Machiavelli avrebbe applaudito: dopo 5 secoli il regista Jurij Ferrini e l’Ensemble Diagonale hanno riproposto all’Elfo lo spettacolo nella sua integrità
Nel cartellone di MITO di quest’anno La mandragola di Machiavelli con le musiche originali composte da Philippe Verdelot (1470?-1522?) si presentava come un evento di particolare interesse. Scopo dell’operazione era quello di «riproporre lo spettacolo nella sua integrità dopo ben cinque secoli»: il testo della commedia con le musiche per i cori posti da Machiavelli come intermezzi della commedia stessa. Operazione portata a termine al Teatro Elfo Puccini sabato 12 settembre da Jurij Ferrini (regista dell’allestimento, nonché attore nei panni di Nicia) con il suo Progetto U.R.T (Unità di Ricerca Teatrale), coadiuvato sul versante musicale dal giovanissimo Ensemble Diagonale diretto da Carlo Pavese.

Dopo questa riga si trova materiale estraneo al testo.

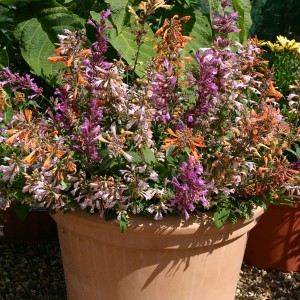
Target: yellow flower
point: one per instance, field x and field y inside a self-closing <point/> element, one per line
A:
<point x="287" y="44"/>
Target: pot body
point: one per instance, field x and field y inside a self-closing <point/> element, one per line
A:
<point x="167" y="259"/>
<point x="275" y="242"/>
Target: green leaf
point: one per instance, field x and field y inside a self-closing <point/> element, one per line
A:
<point x="125" y="43"/>
<point x="243" y="7"/>
<point x="56" y="19"/>
<point x="148" y="156"/>
<point x="4" y="60"/>
<point x="220" y="216"/>
<point x="36" y="47"/>
<point x="123" y="223"/>
<point x="35" y="37"/>
<point x="119" y="12"/>
<point x="198" y="27"/>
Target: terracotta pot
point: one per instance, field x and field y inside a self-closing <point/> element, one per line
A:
<point x="169" y="259"/>
<point x="275" y="242"/>
<point x="37" y="227"/>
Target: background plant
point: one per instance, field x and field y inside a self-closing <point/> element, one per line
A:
<point x="190" y="134"/>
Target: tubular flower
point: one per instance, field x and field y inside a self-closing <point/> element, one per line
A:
<point x="190" y="188"/>
<point x="116" y="144"/>
<point x="172" y="41"/>
<point x="184" y="140"/>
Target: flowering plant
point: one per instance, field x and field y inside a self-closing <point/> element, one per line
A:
<point x="190" y="134"/>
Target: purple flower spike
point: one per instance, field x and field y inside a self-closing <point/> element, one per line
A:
<point x="226" y="22"/>
<point x="190" y="188"/>
<point x="21" y="83"/>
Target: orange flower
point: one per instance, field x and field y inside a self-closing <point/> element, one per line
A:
<point x="182" y="140"/>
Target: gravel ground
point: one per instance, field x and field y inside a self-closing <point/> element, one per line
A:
<point x="34" y="272"/>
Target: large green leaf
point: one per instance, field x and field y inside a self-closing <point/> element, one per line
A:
<point x="124" y="43"/>
<point x="119" y="12"/>
<point x="198" y="27"/>
<point x="56" y="19"/>
<point x="36" y="36"/>
<point x="4" y="60"/>
<point x="243" y="7"/>
<point x="35" y="47"/>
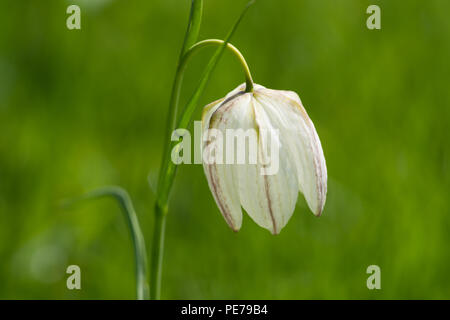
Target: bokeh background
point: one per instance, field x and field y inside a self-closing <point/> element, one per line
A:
<point x="86" y="108"/>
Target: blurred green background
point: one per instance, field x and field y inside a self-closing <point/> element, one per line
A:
<point x="85" y="108"/>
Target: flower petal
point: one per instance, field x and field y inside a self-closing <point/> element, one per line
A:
<point x="222" y="178"/>
<point x="300" y="137"/>
<point x="268" y="197"/>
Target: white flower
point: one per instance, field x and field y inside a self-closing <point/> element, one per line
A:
<point x="269" y="198"/>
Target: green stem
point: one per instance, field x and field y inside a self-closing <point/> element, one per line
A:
<point x="216" y="42"/>
<point x="157" y="253"/>
<point x="140" y="253"/>
<point x="168" y="168"/>
<point x="167" y="172"/>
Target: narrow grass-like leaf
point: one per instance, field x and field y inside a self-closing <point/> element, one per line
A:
<point x="140" y="254"/>
<point x="186" y="117"/>
<point x="193" y="29"/>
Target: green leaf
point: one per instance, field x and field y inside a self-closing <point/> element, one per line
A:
<point x="193" y="29"/>
<point x="140" y="254"/>
<point x="186" y="116"/>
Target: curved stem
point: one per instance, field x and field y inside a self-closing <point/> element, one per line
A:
<point x="216" y="42"/>
<point x="167" y="167"/>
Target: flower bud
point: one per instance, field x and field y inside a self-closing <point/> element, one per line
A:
<point x="260" y="149"/>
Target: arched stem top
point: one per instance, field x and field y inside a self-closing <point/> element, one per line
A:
<point x="216" y="42"/>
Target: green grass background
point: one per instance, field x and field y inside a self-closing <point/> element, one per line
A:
<point x="83" y="109"/>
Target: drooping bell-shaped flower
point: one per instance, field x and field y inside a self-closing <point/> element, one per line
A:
<point x="264" y="171"/>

L’allestimento visto sabato sera si potrebbe definire quasi una rappresentazione in forma di concerto, tanta era l’essenzialità della messa in scena, con attori e cantori seduti in semicerchio sul palco (come in una formazione orchestrale) che si alzavano e sedevano al loro turno di recitazione/canto. La Mandragola scorre bene anche in questa veste minimalista, tanta è la forza del testo machiavelliano, e anche i madrigali composti da Verdelot colpiscono per la loro bellezza (e per la più che buona esecuzione dell’Ensemble Diagonale).
Ma il recupero delle musiche di scena di uno spettacolo teatrale non è mai un’operazione di mera filologia teatral-musicale: cambiando le condizioni della rappresentazione non è sempre detto che le musiche possano essere riproposte allo stesso modo. Bisogna innanzitutto osservare che i cori scritti da Macchiavelli non sono semplici musiche di scena, ma delle scene della commedia stessa, una riflessione corale che nel clima di comicità dal retrugusto amaro della pièce assurgono, per contrasto, quasi al rango di coro tragico.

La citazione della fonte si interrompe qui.